The Monitor of Settlement and Open Space Development (IÖR-Monitor) is a specialized information system on land use issues in Germany. Since 2010, it has been providing information on the land use structure and its development as well as on landscape quality in high spatial resolution for the terrestrial territory of the Federal Republic of Germany on the basis of indicators. The IOER monitor thus complements the official land use statistics and the environmental-economic accounts with basic information for assessing land development, especially with regard to its sustainability.

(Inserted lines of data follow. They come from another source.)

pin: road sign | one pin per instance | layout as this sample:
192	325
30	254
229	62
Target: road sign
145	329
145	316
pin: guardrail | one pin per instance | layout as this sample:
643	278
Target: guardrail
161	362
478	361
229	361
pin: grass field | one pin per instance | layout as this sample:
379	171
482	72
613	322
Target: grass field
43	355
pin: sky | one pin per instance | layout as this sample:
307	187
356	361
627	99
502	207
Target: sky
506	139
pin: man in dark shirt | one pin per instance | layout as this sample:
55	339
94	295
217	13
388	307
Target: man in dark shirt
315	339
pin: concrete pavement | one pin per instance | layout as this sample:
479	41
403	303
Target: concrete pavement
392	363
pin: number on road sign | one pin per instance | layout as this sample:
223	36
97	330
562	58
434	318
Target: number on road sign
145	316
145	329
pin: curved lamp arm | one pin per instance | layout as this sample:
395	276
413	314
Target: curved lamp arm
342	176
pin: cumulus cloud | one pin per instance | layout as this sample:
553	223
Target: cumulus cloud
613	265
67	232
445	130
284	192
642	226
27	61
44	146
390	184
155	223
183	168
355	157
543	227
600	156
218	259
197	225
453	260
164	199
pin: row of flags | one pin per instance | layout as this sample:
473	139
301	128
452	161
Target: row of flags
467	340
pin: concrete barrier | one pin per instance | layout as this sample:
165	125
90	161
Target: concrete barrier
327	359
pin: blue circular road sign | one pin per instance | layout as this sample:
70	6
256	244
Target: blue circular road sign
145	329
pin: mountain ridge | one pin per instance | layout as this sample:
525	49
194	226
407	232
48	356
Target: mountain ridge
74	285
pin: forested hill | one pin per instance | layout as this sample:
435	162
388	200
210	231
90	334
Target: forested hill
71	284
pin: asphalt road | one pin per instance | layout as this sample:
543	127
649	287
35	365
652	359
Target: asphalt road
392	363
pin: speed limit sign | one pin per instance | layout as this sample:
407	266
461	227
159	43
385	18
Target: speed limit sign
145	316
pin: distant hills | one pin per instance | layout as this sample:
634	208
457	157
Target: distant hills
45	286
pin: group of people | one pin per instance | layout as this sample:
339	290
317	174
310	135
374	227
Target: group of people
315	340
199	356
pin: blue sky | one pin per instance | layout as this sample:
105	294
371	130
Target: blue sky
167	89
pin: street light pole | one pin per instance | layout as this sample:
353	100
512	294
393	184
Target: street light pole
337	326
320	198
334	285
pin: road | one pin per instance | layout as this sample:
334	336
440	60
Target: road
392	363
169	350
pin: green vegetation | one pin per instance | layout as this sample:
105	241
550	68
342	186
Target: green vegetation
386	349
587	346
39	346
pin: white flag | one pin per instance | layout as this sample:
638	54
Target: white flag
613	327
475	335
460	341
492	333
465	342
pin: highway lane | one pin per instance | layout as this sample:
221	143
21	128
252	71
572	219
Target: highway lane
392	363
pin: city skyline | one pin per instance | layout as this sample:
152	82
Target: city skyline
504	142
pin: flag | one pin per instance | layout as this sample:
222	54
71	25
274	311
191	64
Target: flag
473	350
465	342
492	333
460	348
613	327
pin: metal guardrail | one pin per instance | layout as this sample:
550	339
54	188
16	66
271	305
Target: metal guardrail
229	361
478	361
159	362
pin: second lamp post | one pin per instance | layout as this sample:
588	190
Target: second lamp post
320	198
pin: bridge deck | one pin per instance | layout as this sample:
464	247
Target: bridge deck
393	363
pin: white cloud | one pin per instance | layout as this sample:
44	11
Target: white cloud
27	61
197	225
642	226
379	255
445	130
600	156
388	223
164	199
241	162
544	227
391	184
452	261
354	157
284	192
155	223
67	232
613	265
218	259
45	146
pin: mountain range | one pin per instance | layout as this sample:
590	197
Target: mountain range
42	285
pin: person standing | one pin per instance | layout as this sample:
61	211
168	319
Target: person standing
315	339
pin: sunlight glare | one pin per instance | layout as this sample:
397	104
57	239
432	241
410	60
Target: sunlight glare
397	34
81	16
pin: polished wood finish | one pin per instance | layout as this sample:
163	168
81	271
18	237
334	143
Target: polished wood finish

The Monitor of Settlement and Open Space Development is a permanent, scientific service provided free of charge by the Leibniz Institute for Ecological Spatial Development (IÖR) in Dresden and part of its research-based policy and social consulting. It therefore also bears the short name IÖR-Monitor. The monitor is successively supplemented with new time periods and indicators in order to be able to assess the state and development of land throughout Germany. For this purpose, IÖR uses the most accurate geotopographic data in Germany (ATKIS Basis-DLM) for all land use indicators, the Digital Land Cover Model (LBM-DE) for the indicators hemeroby and degree of naturalness, official house perimeters (HU-DE) and house coordinates (HK-DE) for the building indicators, as well as geospatial data (protected areas, legally defined floodplains), population grids (from the 2011 census) and statistical data (population, GDP), which are processed in combination.

== Functional scope ==
Almost 80 indicators of the categories settlement, open space, traffic, buildings, landscape quality (e.g. "hemeroby index", "ecotone density"), landscape and nature conservation, ecosystem services, population, risk and relief are now offered. For each indicator, the calculation methodology and meaning is presented in a fact sheet. Recurring, central terms are explained in a glossary.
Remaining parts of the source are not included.